According to an article in The Register, Google’s Vice President of Search Product and User Experience, Marissa Mayer, observed that editorial judgments may play a key role in Google searches in the near future. Mayer made her comments at the Le Web conference in Paris on December 10th. If this change does materialize, the editorial input would come from Google’s “personalized search” as represented by its new Search Wiki. It would turn the search industry upside-down, and would likely compromise Google’s search objectivity.

First, let’s examine what Search Wiki is. Search Wiki is a Google service that appears next to your search results if you are logged in. Let me emphasize this: you must be logged in to a Google account in order for this service to appear.

Search Wiki is represented by three little icons – an arrow pointing up, an “X”, and a comment symbol that looks like a dialog balloon from a cartoon. The arrow allows you to promote a search result to the top of a set of search results. The “X” allows you to remove that search result from future searches (presumably with that same set of search terms), and the balloon allows you to create a note and attach it to a given result.

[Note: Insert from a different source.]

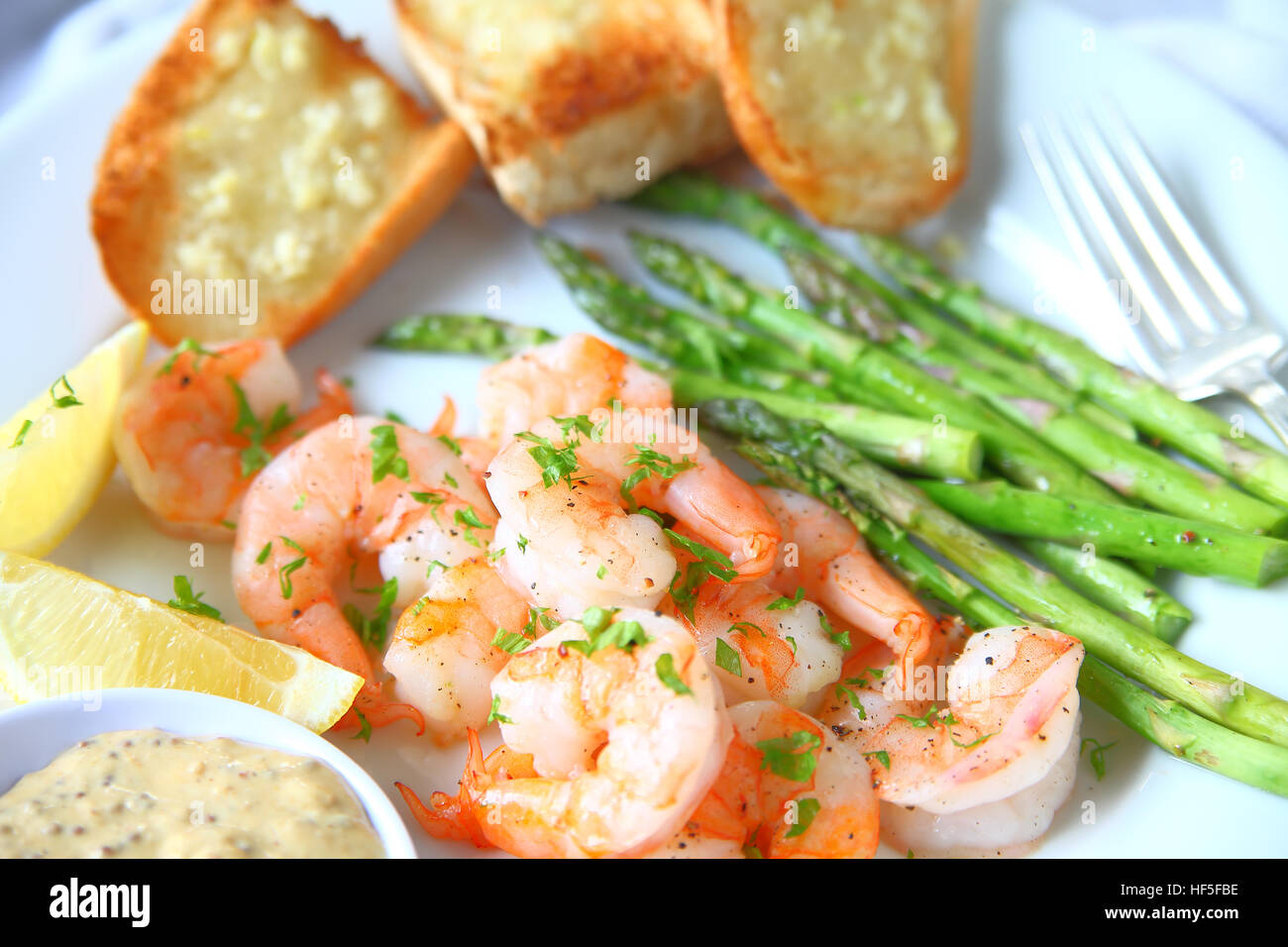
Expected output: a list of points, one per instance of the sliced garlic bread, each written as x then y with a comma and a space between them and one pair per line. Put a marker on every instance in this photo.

Currently, the editorial decisions that you make are visible only to yourself when logged in to Google (“signed-in searches”), and do not affect the searches made by others. Not yet, anyway.

The idea behind it is to maintain the state of your search. In other words, wouldn’t it be nice if you could pick up from where you left off if your research is a ongoing effort taking hours, days or weeks? Say you started a search, and thought that the second result was the best, the fifth one was complete garbage, and the eighth result led to a page that had some partially relevant information, but you had to remember what was so special about it. Search Wiki provides tools for these purposes.

The problem is that Google is considering aggregating everybody’s personalized searches and using that information to help determine search rankings. This represents a major change in how Google ranks pages.

When there is a particularly strong movement in rankings, they refer to this as a “signal.”  Google believes that if they get a strong signal about a certain topic, then they will rank it higher. A couple examples are politics and holidays. Every four years, a stronger signal will appear with such topics as “Republican” and “Democrat.” “Christmas” and “Halloween” will pop up every year. And in this case, searches will have seasons.

But when you feed the signal back into the underlying data by, say, skewing the search results which then filters information from view, it can amplify the signal – thus distorting the results.

Consider a political topic – something that generates much more heat than light. Such extreme points of view would trounce and possibly eliminate the reasoned middle of opinions and consequently erase or severely demote their search results. It’s like expecting to get facts on a subject that’s in the political spotlight, and finding only what the rabid supporters of the DailyKos have decided is important. It’s a new form of Googlewashing – gaming the system to skew search results.

Google’s possible use of aggregated personalized search data represents not the democratization of search, but the polarization, mob mentality and statistical distortion of search. How long before a competitor rolls out “True-Search” or “Objective Search”?